I looked through Jane's and other sources, but found no such ship. I figured it was some huge translation problem, but could not imagine "the source."
Just before I posted, for the heck of it, I googled the name. To my shock, AI produced this:
"general banjilyifu
+2
General Banjilyifu is the name given to a 1:700 scale plastic static model kit of a Russian Udaloy-class destroyer, originally produced in the 1990s by the manufacturer Galaxy (Galaxy Toy Fuzhou) under product number YH386. [1]
The model represents a Soviet-designed anti-submarine warfare vessel. Due to poor translation or transliteration in the original packaging, the name "Banjilyifu" is largely believed to be a stylized or phonetically adapted spelling of one of the actual Udaloy-class ships—such as the Admiral Panteleyev or a similar Russian namesake. [1]
Kit Details
Scale: 1:700 Brand: Galaxy Toy Fuzhou (often reboxed or distributed by other companies like S-Mars) Era: Post-Cold War / Modern Russian Navy Product Type: Assembly required, unpainted plastic scale model kit. [1, 2, 3, 4]"
It had to go from Cyrillic to Chinese characters, then the Latin alphabet. Admiral Panteleyev then becomes the very likely source, now that I see this.

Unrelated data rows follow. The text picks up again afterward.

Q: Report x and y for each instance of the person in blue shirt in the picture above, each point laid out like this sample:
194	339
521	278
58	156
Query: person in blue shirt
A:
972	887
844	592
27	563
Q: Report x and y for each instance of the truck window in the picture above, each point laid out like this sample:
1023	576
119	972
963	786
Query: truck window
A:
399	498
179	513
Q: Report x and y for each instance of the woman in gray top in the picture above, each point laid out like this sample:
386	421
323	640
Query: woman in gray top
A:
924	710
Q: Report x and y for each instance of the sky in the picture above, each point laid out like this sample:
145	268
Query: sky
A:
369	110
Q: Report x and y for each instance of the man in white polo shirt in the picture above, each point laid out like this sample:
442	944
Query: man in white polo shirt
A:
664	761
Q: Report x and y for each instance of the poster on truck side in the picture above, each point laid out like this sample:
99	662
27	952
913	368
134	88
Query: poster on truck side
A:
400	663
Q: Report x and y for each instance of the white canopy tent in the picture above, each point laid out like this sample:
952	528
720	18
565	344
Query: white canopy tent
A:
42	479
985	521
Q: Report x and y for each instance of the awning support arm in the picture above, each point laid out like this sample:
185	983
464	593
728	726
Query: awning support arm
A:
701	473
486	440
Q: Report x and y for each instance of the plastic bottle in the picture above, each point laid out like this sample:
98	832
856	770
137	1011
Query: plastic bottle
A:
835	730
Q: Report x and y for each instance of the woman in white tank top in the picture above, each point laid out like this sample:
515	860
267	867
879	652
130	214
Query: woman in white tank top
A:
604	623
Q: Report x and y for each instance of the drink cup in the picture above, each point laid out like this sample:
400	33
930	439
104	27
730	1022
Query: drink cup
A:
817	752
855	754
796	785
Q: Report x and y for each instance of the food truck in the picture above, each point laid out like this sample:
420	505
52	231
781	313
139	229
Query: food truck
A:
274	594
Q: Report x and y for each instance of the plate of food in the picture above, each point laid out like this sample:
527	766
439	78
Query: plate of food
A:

Auckland is Oakland. General Banjilyifu is Admiral Panteleyev. What's in a name? A rose by any other name is a horse.
Previous Message
So I'm flipping through ads on line and saw several with an Atlanta-class light cruiser and the caption "Auckland." I knew there was never a cruiser transferred to New Zealand or at least never a case I'd never heard about. It finally occurred to me that 'Auckland' was as close to "Oakland" as an Asian translator could get.